Minister of Education Kristina Kallas (Eesti 200) said a week before teachers are set to go on strike in Estonia that she hopes pedagogues will settle for a minimum salary of €1,803 this year if a solid agreement can be reached in 2025 for hiking pay to 120 percent of the national average by 2027.
Kallas said that as much money as possible has been sent toward teachers' salaries from this year's education budget, meaning she does not deem further pay rises realistic inside 2024. "I presume teachers will settle for the minimum wage rising to €1,803 this year if there is a proper salary advance agreement on the horizon," the minister told ERR's "Terevisioon" morning show.
She added that hiking the sectoral minimum wage to €1,950 would cost an additional €46 million which cannot be found at this time. The compromise proposal of €1,835 would require €10 million which would need to be borrowed.
Kallas said that she will seek the government's approval for a roadmap for salary hikes in the sector in 2025-2027. The coalition council convenes on Mondays.
The education minister said that according to the proposal, the average pay of teachers would go up by 10 percent in 2025 and 6 percent every year after that, talking about funds the central government makes available to its local counterparts for education salaries.

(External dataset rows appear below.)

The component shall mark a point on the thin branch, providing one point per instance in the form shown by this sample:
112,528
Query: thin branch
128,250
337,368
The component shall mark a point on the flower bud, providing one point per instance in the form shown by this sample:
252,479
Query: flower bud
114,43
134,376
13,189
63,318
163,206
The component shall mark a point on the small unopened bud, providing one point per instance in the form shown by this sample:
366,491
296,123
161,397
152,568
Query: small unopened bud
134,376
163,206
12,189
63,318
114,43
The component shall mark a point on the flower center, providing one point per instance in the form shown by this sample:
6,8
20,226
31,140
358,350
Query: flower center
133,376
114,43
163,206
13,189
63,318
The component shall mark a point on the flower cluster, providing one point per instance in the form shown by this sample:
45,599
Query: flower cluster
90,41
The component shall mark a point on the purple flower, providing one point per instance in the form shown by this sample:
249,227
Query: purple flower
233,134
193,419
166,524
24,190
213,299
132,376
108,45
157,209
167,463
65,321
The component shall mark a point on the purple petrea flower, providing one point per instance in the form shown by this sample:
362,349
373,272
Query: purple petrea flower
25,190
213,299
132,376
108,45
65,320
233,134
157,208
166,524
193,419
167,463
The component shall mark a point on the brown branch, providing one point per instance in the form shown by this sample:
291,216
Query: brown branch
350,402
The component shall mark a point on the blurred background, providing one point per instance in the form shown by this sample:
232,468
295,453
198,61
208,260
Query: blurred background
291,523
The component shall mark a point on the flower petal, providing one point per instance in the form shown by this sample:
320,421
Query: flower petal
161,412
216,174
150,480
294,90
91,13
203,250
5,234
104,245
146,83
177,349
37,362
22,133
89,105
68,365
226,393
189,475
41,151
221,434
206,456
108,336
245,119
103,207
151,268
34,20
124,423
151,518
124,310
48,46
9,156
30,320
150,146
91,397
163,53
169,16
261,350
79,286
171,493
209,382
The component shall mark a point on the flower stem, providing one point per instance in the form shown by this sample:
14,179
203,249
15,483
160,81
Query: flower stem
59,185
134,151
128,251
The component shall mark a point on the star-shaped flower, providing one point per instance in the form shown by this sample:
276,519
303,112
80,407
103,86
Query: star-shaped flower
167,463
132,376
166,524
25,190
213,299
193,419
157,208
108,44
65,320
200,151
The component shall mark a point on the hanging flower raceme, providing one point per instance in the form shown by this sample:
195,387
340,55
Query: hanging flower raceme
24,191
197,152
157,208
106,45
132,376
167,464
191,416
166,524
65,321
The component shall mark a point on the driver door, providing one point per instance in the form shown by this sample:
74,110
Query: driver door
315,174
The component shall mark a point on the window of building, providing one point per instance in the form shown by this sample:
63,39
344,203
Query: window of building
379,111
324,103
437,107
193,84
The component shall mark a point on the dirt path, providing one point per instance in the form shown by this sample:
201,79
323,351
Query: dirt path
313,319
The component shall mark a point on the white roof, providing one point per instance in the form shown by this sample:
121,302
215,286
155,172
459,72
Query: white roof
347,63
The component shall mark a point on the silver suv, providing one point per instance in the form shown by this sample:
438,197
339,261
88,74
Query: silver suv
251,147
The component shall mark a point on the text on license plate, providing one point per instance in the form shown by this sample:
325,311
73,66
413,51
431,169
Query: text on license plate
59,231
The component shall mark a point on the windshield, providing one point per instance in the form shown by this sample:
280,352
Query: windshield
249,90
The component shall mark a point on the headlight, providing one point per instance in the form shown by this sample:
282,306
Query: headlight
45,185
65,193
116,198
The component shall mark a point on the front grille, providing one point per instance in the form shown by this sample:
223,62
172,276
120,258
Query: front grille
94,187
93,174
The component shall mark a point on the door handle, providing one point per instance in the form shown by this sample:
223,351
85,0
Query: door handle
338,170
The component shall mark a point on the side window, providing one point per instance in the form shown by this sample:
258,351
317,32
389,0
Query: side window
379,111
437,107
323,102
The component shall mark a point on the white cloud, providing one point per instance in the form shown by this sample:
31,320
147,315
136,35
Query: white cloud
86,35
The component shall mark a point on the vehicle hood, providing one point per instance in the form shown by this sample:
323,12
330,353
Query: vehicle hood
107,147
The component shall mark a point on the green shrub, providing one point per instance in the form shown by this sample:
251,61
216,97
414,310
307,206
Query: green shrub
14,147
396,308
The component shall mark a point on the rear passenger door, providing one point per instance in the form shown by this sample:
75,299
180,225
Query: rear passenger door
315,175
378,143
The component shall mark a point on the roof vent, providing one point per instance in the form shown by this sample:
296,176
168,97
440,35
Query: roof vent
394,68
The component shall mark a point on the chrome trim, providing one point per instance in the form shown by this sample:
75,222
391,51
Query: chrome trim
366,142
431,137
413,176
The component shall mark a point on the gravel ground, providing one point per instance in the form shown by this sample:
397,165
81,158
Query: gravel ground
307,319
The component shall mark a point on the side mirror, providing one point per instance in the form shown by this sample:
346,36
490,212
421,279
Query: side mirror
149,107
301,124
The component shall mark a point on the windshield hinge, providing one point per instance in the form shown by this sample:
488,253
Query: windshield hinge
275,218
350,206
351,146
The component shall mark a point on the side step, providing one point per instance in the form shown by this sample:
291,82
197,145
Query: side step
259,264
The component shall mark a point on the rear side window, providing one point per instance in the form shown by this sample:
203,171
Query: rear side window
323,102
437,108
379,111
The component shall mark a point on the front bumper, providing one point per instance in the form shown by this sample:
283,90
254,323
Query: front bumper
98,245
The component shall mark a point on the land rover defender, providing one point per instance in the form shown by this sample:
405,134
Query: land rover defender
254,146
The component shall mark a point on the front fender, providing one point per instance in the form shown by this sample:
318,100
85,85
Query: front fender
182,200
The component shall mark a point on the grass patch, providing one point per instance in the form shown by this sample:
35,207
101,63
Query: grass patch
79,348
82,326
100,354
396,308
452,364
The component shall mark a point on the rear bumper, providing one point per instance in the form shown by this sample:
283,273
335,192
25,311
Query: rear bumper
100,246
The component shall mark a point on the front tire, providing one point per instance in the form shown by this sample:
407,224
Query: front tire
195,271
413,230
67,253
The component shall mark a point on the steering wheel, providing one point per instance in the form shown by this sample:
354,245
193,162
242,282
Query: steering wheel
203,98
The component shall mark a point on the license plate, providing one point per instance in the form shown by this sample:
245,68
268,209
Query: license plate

Kallas added that the agreement would also deal with teachers' workload and reorganization of the schools network in Estonia. The former has been a concern for teachers for a long time as many tasks they need to perform, such as grading papers and preparing classes, is not currently compensated.
The minister said that while teachers have not said how long they plan to strike, it will undoubtedly negatively impact education. "We need to make every effort to try and avoid the strike in the first place," Kallas said, adding that if an agreement cannot be reached before the strike begins, it must surely be done during the strike action.
'Justice chancellor is correct, legally speaking'
Kallas also commented on criticism from the National Audit Office according to which boosting local governments' education subsidies using a ministerial regulation is not in accordance with the law.
"The auditor general is not wrong when he says that an explanatory memorandum cannot put it that way. Because it must be in line with the figures in the state budget. /.../ Legally speaking, the auditor general is correct," Kallas said, clarifying that the government has erred in how additional sums reaching local governments has been described in the memo. "The state budget needs to be amended in spring anyway, which is when we will also correct the teachers' wages sums."
The minister said that the matter concerns €8 million she found [for teachers' salaries] by cutting other areas of the ministry's budget, while there was no time to introduce the changes to the budget itself.